Matt arriva de la cuisine et sourit :

« Tiens, notre escargot ! Tu vas bien ?

– Escargot ? releva Nathan en fronçant un sourcil.

– Il dit ça parce que tu es arrivé avec ta maison sur ton dos hier, expliqua Sven.

– Ah, ça… »

Ange s’approcha à son tour et déposa Loup sur le siège voisin de celui de Nathan :

« Je peux le laisser ici ? Les clients arrivent, là, ‘faut que je me mette au boulot.

– Moi, ça me va. Tu pourras garder un oeil sur lui si je suis occupé, Nathan ? demanda Sven.

– Euh, oui, oui, bien sûr…

– Merci, Nathan, c’est gentil ! » lui dit Ange.

Il embrassa doucement son fils :

« Allez sois sage, bébé…

– Bon t’avail papa ! »

Nathan resta au comptoir et y mangea, très vite amadoué par le petit Loup qui était juste adorable. L’enfant était gentil et curieux, juste assez bavard pour animer sans être pénible, attentif quand on lui parlait et Nathan se surprit à prendre vraiment du plaisir à lui expliquer des choses. Les grands yeux émerveillés du petit bonhomme quand il lui expliqua, aussi simplement que possible, qu’il y avait des tas d’étoiles et sûrement autant de galaxies, beaucoup plus qu’on en voyait, lui firent vraiment chaud au cœur.

Le rush de midi apaisé, Ange vint se poser pour manger à son tour. Amusé de voir son fils si enthousiaste, il les écouta un moment. Son repas fini, il prit Loup dans ses bras pour l’emmener à la sieste. Loup salua tout le monde et se laissa emmener. Quand il redescendit un peu plus tard, Ange revint au comptoir pour boire un café et dit à Nathan :

« Merci de t’être occupé de lui, c’est gentil.

– Tu l’as déjà dit et pas de quoi, c’est normal. Et puis, il est vraiment adorable.

– Ah euh, merci…

– Il te ressemble. »

Ange rosit et se gratta la tête, gêné. Nathan le trouva vraiment adorable aussi. Puis le chanteur reprit un peu vite :

« Si t’as rien à faire cet aprem, euh, je voulais l’emmener faire un tour au musée d’histoire naturelle… J’ai vu qu’ils avaient une expo sympa pour les tout-petits alors euh bon voilà quoi…

– Faut que je passe changer de numéro de téléphone, sinon j’ai rien de spécial à faire, donc volontiers.

– Ah ben on peut voir ça en route et euh… On y va après sa sieste alors… ?

– D’accord. »

Ange reprit son service et Nathan monta dans sa chambre, où il installa un peu plus ses affaires, puisqu’il savait maintenant qu’il allait rester suffisamment longtemps pour que ça vaille le coup.

Un peu rasséréné de retrouver ses livres sur les étagères, ses vêtements dans le placard mural, ses cahiers, classeurs et son ordi sur le bureau, il se demandait s’il pouvait accrocher quelques posters au mur quand on vint toquer à sa porte. C’était Ange qui venait le chercher, Loup était réveillé. Nathan leur sourit :

« Ah, j’ai pas vu le temps passer… Je vérifie mon sac et j’arrive… »
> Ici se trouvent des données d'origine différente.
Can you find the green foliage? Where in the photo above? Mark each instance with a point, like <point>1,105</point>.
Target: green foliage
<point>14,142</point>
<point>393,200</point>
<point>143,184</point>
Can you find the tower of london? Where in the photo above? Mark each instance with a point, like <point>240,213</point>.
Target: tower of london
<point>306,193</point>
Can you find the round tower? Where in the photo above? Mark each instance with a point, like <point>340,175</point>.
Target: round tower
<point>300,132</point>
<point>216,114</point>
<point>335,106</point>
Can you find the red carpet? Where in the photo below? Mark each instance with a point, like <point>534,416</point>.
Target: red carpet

Loup se faufila entre les jambes de son père pour trotter dans la chambre. Ange le suivit un peu plus calmement et, voyant les livres, dit :

« Ben ça en fait, dis donc…

– Et encore, je n’ai pas tout sorti ! Il faudrait une étagère de plus.
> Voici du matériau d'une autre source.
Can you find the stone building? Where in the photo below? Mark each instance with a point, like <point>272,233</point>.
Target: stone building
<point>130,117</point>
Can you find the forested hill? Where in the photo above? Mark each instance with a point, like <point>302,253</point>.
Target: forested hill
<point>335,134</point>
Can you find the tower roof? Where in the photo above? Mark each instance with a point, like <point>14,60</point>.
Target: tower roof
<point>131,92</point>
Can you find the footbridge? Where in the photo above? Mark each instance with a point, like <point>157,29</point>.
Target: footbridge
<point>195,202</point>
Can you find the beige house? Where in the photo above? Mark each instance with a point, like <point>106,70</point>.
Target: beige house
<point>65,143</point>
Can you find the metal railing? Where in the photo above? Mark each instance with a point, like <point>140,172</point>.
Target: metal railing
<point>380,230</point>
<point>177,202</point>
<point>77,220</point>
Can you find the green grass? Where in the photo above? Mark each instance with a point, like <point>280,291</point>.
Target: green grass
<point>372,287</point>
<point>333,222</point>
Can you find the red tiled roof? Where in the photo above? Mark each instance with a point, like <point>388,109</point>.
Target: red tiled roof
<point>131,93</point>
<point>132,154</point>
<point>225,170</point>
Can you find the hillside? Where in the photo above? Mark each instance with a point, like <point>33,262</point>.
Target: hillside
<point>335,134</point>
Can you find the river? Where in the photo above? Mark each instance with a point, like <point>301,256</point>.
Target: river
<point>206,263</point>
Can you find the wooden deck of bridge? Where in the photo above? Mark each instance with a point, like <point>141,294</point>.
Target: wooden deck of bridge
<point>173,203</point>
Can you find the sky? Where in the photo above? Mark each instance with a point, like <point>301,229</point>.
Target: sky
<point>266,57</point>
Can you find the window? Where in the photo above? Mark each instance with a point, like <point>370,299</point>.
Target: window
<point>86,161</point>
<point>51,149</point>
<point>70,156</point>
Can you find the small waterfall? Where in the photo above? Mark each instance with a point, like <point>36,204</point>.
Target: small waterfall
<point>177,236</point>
– On doit avoir ça… C’est quoi, des livres d’histoire ? Ah ouais, tu disais que t’étais en histoire à la fac hier, c’est vrai… C’est sur quoi que tu bosses ?

– Oh, ça ne va pas trop te parler, disons les discours des chrétiens pendant les croisades, au Moyen-Âge. Comment ils expliquaient que les musulmans étaient très méchants et qu’il fallait absolument aller leur faire la guerre.

– Ah, déjà à l’époque ? sourit Ange.

– Oui, sourit aussi Ange, déjà à l’époque, les Américains en moins, mais sinon, les discours n’ont pas vraiment changé, c’en est presque effrayant. Bon, j’ai tout ce qu’il faut, on y va ? »

Ange souleva Loup dans ses bras et ils descendirent :

« Et toi, alors, tu es serveur ici ?

– Oui, j’ai tenté le conservatoire, mais sans grand succès, alors je bosse ici, Sven est plutôt cool, il nous laisse faire des concerts quand on veut…

– J’ai beaucoup aimé, en tout cas.

– Ah euh, merci…

– Tu chantes très bien et les mélodies sont très agréables… En tout cas, c’est bien meilleur que la moyenne de ce que j’entends quand je croise une radio ou un poste de télé… »

Ange gloussa et répondit :

« On bosse dur… Mais ça commence à marcher un peu, c’est cool… »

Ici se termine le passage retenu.